Y, por supuesto, la música
El lector que se interese por
esta mujer genial debe leer
su Discurso sobre la felicidad
Han pasado tres siglos y hoy abundan las mujeres -no tantas como podría suponerse, desde luego, pero hay bastantes- que llevan sin especial alharaca vidas razonablemente semejantes a la de Madame de Châtelet. Seguramente no traducen la Eneida ni comentan a Newton, no discuten de física con los mayores sabios de la época mientras se codean con príncipes y se acuestan con duques, pero se las apañan bastante bien para ser cultas y libres. En los días de la divina Émilie, estos comportamientos eran mucho más insólitos e improbables. Ella fue pionera. Además de a su talento y su coraje intelectual, se lo debió a su padre: el barón de Breteuil, un viejo diplomático que la educó como a un varón en cuanto se dio cuenta de que era más lista que casi todos los varones que conocía.
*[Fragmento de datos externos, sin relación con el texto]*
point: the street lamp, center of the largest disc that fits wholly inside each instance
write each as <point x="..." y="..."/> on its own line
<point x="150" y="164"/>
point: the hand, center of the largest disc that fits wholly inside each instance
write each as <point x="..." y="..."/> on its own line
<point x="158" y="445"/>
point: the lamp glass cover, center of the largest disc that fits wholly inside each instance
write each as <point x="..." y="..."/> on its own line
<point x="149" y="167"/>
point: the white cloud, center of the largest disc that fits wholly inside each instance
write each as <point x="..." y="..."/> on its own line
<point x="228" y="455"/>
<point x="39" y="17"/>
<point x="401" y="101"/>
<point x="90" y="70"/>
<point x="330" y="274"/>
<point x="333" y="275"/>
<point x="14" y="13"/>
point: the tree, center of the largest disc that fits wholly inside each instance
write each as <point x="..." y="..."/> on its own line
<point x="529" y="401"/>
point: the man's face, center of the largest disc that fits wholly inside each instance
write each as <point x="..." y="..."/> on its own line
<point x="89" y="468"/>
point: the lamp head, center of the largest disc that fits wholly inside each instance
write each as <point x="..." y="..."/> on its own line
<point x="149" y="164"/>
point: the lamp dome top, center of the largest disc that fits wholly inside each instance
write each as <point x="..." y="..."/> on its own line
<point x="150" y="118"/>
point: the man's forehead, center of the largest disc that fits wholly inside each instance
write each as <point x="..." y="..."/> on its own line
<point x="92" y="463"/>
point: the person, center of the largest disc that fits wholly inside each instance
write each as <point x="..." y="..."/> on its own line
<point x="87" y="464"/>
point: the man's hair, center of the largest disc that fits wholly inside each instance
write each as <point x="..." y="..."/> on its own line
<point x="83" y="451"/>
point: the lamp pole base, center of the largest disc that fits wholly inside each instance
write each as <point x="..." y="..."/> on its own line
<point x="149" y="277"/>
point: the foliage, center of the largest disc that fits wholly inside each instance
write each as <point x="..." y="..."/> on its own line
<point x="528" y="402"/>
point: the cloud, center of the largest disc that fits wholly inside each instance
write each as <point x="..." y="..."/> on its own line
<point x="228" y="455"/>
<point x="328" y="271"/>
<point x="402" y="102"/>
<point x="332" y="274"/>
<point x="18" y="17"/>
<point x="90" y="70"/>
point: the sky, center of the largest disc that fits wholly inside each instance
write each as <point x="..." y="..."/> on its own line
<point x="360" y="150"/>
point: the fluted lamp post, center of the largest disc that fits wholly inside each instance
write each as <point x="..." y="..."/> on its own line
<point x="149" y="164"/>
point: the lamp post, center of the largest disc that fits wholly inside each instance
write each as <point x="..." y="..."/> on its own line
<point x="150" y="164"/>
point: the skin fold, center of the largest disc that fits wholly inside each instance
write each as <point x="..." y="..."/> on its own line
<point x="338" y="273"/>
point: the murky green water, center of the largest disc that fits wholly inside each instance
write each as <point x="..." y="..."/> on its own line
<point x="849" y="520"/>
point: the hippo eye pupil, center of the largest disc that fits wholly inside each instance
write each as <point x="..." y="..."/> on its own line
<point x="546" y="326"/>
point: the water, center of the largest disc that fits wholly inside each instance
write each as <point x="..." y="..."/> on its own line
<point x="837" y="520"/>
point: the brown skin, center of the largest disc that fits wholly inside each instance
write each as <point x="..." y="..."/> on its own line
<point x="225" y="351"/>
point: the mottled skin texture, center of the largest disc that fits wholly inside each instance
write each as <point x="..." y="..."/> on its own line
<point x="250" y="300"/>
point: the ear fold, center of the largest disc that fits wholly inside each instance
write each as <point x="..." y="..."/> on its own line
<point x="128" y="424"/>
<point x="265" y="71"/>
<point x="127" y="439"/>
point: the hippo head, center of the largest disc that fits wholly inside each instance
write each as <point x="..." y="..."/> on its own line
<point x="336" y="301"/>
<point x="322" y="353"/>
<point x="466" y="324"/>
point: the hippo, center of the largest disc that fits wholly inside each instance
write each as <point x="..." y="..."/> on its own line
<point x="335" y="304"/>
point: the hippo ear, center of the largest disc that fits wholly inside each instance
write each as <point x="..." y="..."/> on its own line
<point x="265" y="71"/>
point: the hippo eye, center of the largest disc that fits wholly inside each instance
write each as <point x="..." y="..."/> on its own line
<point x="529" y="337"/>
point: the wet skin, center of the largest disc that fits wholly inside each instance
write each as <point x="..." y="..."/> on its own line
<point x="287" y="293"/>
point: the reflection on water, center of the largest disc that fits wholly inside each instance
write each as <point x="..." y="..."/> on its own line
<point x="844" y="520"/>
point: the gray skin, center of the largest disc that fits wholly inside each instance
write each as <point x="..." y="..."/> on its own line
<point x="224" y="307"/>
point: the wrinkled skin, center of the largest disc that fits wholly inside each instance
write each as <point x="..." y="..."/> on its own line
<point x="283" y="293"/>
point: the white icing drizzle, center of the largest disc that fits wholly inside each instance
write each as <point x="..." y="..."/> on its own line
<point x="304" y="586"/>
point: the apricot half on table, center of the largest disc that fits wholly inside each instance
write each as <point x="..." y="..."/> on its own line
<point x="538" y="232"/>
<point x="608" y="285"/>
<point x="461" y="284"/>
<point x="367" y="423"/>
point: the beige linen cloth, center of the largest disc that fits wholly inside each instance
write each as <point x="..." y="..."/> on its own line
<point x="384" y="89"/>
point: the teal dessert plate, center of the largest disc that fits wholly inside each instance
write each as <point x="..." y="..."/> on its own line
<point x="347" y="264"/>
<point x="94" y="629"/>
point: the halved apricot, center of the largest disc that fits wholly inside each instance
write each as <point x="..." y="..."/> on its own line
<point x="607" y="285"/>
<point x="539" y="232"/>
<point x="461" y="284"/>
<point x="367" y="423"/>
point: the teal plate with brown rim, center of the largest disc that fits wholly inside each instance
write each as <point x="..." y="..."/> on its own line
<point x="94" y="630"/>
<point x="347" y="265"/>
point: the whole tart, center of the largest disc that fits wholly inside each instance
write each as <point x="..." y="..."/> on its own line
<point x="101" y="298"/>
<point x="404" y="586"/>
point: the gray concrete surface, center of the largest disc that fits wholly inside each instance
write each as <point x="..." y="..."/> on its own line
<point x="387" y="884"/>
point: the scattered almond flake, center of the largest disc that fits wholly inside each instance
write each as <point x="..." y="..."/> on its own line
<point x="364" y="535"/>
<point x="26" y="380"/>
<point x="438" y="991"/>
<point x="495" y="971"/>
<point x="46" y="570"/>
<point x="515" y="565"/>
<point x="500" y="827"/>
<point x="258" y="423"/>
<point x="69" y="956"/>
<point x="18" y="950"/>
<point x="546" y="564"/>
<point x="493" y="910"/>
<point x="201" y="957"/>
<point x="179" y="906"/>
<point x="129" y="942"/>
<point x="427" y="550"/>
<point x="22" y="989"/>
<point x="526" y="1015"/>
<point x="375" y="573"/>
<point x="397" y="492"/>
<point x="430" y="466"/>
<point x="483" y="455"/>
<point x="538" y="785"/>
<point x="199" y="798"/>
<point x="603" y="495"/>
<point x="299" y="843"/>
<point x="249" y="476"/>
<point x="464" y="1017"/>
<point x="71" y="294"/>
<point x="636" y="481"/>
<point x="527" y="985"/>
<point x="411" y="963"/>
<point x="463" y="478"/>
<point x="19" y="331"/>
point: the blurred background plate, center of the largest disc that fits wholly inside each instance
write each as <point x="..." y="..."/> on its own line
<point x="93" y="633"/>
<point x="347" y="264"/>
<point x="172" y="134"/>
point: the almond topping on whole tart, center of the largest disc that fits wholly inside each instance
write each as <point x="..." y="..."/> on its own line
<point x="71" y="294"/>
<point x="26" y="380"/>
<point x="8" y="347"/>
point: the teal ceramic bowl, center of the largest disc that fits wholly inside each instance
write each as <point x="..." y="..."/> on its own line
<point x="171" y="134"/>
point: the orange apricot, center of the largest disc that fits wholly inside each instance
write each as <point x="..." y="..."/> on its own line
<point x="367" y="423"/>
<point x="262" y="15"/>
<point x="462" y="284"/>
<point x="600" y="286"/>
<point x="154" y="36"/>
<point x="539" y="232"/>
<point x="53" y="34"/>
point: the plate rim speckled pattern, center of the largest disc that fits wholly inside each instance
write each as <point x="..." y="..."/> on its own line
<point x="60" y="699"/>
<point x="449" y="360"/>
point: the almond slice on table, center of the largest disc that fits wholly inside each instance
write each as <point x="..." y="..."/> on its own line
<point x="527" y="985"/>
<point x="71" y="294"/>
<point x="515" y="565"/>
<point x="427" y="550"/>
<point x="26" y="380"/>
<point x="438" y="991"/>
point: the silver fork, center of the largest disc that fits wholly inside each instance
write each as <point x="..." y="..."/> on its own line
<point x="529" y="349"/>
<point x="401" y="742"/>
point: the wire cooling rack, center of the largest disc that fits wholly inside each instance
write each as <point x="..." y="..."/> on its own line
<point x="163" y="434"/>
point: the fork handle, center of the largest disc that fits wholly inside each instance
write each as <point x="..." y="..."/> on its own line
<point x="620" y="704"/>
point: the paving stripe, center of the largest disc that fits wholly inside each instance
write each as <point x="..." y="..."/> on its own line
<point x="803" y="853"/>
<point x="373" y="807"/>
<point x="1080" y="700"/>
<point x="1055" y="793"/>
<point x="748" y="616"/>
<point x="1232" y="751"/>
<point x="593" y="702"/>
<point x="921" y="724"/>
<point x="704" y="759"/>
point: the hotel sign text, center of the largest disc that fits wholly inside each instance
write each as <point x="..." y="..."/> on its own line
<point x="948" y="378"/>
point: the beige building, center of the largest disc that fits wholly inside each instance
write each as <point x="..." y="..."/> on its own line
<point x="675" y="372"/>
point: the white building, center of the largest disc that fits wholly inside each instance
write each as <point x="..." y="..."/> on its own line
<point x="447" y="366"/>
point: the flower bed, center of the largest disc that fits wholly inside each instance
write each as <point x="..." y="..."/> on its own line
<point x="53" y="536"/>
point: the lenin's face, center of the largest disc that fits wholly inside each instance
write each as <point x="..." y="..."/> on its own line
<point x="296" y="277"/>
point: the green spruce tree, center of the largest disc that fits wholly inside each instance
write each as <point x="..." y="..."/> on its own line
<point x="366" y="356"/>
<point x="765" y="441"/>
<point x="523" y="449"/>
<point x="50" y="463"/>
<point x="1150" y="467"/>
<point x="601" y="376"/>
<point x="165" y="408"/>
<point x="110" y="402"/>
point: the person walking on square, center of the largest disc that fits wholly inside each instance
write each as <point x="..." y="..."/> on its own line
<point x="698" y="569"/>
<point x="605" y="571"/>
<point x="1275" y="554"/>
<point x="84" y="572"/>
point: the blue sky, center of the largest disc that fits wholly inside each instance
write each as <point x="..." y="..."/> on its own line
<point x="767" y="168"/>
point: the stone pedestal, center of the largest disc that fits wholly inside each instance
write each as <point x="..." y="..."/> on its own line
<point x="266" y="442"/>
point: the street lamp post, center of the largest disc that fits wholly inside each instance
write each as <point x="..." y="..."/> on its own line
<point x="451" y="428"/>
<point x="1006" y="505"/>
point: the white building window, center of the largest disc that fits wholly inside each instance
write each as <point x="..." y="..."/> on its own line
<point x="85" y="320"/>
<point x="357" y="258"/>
La misma Émilie reivindicó años más tarde ese derecho a la educación: «Si yo fuera el rey, reformaría un abuso que condena por así decir a la mitad del género humano… Haría participar a las mujeres en todos los derechos de la humanidad y sobre todo en los del intelecto… Estoy persuadida de que muchas mujeres o ignoran sus talentos, por el vicio de su educación, o los esconden por prejuicio y falta de coraje en su espíritu». De modo que Émilie aprendió latín, italiano e inglés. Todo le interesaba, desde los estudios bíblicos hasta las matemáticas o el teatro. Y también por supuesto la música, para la que estaba bien dotada: en las reuniones sociales, a la menor provocación, cantaba las arias de Issé con indudable excelencia.
A los diecinueve años la casaron con Florent Claude, marqués de Châtelet, y tuvo suerte otra vez. El marqués era un militar simple pero tolerante, que admiraba sinceramente a su mujer y pronto le concedió toda la libertad que en la época era compatible con el buen tono. Además era gallardo y apasionado, cosa que su mujer apreció al principio en todo su valor. Émilie hablaba de ciencia o filosofía con los hombres sabios, pero con otros que no lo eran tanto también encontraba formas placenteras de relación. Al marqués le dio un heredero y una hija, en rápida sucesión, de los que se ocupó sin entusiasmos maternales desbordantes pero sin descuido: la marquesa se esforzó siempre por compaginar deber y placer, con mejor o peor fortuna. ¿No he dicho ya que era sabia? Pues lo fue, sin duda, no sólo cultivada o lista. En sus aposentos nunca faltaban cuatro o cinco mesas cubiertas de libros abiertos, infolios, apuntes, cálculos… cada una de ellas dedicada a uno de los estudios que tenía en marcha. En todos sus retratos famosos (el de Choisel, el de Marianne Loir…) aparece con el compás en la mano. Tradujo La fábula de las abejas, de Mandeville, y escribió un libro de divulgación, Instituciones de física, para su hijo de doce años, en el que combina la metafísica de Leibniz con las nuevas ideas de Newton. ¡Ah, cómo se resistían a las ideas de Newton los académicos franceses! Oponían los torbellinos de Descartes a la acción a distancia y malentendían el resto. La marquesa, defensora elocuente de las novedades newtonianas, polemizó sobre las «fuerzas vivas» con el secretario de la Academia de Ciencias, un soberbio pelmazo llamado Dortous de Mairan. ¡Ella, una simple mujer, que por tanto no podía entrar en la docta casa! El doctor Dortous trató de apabullarla con mucho desdén y pocos argumentos desde su elevado cargo, recibiendo el inequívoco revolcón por parte de su adversaria, que le pulverizó tras advertirle, memorablemente, al comenzar su respuesta: «Yo no soy secretario de la Academia, pero tengo razón, que es algo que vale más que todos los títulos…».